講談社文庫版は2010年に登場している。2003年に講談社ノベルスから刊行された『ダブルダウン勘繰郎』との合本となっている。いずれもJDCトリビュート作品ということで、カップリングするにはちょうど良かったのだろうね。
おススメ度、こんな方におススメ!
おすすめ度:★★★(最大★5つ)
西尾維新も好きだけど清涼院流水のJDCシリーズも大好き!(最近はいないかもだが)な方。JDCシリーズについて、これを機会に読んでみたいと思っている方。クセの強い、あるいは強すぎる本格ミステリ作品を読んでみたい方におススメ。
あらすじ
作家髑髏畑一葉は父、髑髏畑百足(どくろばたけむかで)の邸宅であった岐阜山中の裏腹亭を訪れる。三重殺の怪盗スケアクロウこと、刑部山茶花からの予告状が届けられたからだ。ベストセラー作家でありながら謎の失踪を遂げた髑髏畑百足が最後に残した作品とは?日本探偵倶楽部からは窃盗犯専門の探偵海藤幼志が派遣される。稀代の怪盗はいかにして目的を遂げようとするのだろうか。
ここからネタバレ
西尾維新と清涼院流水との関係
本作は2005年に書かれた作品だが、既に戯言シリーズが好評を博しており、十分売れっ子作家の仲間入りを果たしていた時期である。単独作で十分に売れる作品が書ける作家に、わざわざトリビュート作品を書かせなくても良いのではないかと思ってしまうのだが、流水御大は西尾維新のデビュー作『クビキリサイクル』の帯に推薦文を書いた作家なのである。これは書かないわけにはいかんだろうね。
以下、参考画像。
濃厚な投げっぱなし感
先日の『ダブルダウン勘繰郎』のレビューでも書いたけど、清涼院流水によるJDC(日本探偵倶楽部)シリーズの世界を借りて、いろいろな若手作家にトリビュートをさせて楽しもうってのが本企画の趣旨である。

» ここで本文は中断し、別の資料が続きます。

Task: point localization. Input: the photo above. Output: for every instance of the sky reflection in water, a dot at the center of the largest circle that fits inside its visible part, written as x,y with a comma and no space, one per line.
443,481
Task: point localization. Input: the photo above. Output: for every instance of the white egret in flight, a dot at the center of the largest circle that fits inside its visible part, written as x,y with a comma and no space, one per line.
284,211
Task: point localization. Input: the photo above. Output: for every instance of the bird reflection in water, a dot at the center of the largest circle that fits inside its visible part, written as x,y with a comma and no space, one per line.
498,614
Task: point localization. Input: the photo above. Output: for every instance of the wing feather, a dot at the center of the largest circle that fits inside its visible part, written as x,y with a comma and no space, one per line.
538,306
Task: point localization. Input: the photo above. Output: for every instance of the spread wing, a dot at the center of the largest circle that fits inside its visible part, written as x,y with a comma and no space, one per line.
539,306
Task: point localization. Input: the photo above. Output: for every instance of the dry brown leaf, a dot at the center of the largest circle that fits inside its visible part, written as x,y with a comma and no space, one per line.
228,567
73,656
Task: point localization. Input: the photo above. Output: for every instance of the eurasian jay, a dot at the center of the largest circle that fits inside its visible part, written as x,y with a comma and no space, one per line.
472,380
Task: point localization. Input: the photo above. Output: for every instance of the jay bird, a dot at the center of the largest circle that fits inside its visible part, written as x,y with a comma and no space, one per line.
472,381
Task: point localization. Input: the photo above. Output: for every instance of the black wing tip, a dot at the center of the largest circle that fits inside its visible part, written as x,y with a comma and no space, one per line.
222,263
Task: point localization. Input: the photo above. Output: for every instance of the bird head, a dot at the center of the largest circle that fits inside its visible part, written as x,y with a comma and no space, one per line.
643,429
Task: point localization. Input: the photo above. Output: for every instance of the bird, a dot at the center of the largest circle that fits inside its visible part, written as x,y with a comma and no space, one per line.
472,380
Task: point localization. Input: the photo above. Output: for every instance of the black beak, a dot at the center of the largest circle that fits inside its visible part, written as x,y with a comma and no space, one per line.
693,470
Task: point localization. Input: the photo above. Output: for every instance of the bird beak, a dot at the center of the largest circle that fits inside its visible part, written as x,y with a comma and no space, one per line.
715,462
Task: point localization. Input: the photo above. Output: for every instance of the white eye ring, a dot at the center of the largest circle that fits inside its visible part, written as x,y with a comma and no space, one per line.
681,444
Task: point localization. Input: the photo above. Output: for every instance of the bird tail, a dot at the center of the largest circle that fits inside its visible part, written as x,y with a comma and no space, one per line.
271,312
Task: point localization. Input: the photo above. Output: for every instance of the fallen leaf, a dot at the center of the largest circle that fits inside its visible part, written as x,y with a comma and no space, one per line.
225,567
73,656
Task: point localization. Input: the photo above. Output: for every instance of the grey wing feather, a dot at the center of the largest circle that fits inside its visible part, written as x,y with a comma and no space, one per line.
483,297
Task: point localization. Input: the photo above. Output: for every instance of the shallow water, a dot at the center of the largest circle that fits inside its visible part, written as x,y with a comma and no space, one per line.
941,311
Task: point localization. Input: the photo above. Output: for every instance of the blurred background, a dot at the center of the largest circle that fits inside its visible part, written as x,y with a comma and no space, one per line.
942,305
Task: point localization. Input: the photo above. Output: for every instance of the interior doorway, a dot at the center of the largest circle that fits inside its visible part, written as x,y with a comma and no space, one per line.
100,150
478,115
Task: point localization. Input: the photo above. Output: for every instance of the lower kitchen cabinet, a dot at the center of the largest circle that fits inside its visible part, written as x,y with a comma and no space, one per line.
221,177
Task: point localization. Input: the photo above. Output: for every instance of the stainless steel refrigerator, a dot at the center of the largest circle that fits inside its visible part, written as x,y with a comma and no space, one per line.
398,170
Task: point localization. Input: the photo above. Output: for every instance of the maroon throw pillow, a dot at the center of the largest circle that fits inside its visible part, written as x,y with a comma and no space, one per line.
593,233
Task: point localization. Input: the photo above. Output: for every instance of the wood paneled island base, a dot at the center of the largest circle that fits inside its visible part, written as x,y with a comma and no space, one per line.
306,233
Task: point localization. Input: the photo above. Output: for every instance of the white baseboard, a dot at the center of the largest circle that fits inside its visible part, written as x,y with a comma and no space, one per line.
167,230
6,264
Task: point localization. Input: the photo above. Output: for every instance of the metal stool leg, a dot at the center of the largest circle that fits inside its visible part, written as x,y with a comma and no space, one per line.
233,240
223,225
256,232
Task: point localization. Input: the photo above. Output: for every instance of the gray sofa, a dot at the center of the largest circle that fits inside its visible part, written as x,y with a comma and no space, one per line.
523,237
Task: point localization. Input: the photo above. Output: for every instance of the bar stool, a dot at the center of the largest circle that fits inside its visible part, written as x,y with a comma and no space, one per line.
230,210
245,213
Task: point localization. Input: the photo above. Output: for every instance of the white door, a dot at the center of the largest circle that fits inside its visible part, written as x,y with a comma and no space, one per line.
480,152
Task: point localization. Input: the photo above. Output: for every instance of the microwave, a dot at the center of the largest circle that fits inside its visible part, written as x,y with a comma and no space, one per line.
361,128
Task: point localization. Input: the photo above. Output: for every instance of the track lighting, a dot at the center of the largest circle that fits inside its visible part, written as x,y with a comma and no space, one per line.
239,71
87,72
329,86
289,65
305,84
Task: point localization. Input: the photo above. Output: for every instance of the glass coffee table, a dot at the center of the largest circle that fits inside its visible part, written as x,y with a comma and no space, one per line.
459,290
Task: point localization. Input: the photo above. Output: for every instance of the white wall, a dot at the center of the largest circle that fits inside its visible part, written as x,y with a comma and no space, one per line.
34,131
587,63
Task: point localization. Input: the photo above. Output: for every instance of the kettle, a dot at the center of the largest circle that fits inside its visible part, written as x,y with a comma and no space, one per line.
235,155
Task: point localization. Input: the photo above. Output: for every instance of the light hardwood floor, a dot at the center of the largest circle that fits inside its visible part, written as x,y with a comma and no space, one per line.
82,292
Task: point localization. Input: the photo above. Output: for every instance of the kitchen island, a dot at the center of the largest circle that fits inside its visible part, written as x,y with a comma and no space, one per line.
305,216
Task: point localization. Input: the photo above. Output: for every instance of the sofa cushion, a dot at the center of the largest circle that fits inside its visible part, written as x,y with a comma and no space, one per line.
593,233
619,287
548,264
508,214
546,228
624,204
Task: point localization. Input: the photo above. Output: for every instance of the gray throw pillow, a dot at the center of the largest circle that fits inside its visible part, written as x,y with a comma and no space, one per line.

しかしながら、やはりこの時期の西尾維新は忙しかったのか、この作品に全力投入する余力はなかったのではないだろうか。内容的には非常におざなりの急ぎ働きなのである。ワンアイデアだけで書き逃げって感じ。もう少し枝葉をつけて膨らませればいいのに。話の発端だけ書いてあって、あとは放置なのである。
さすがにこれは、いかがなものかと思うのだ。西尾維新だからこんな内容でも売れてしまうのだろうけど、なんとも罪深い一作であると言える。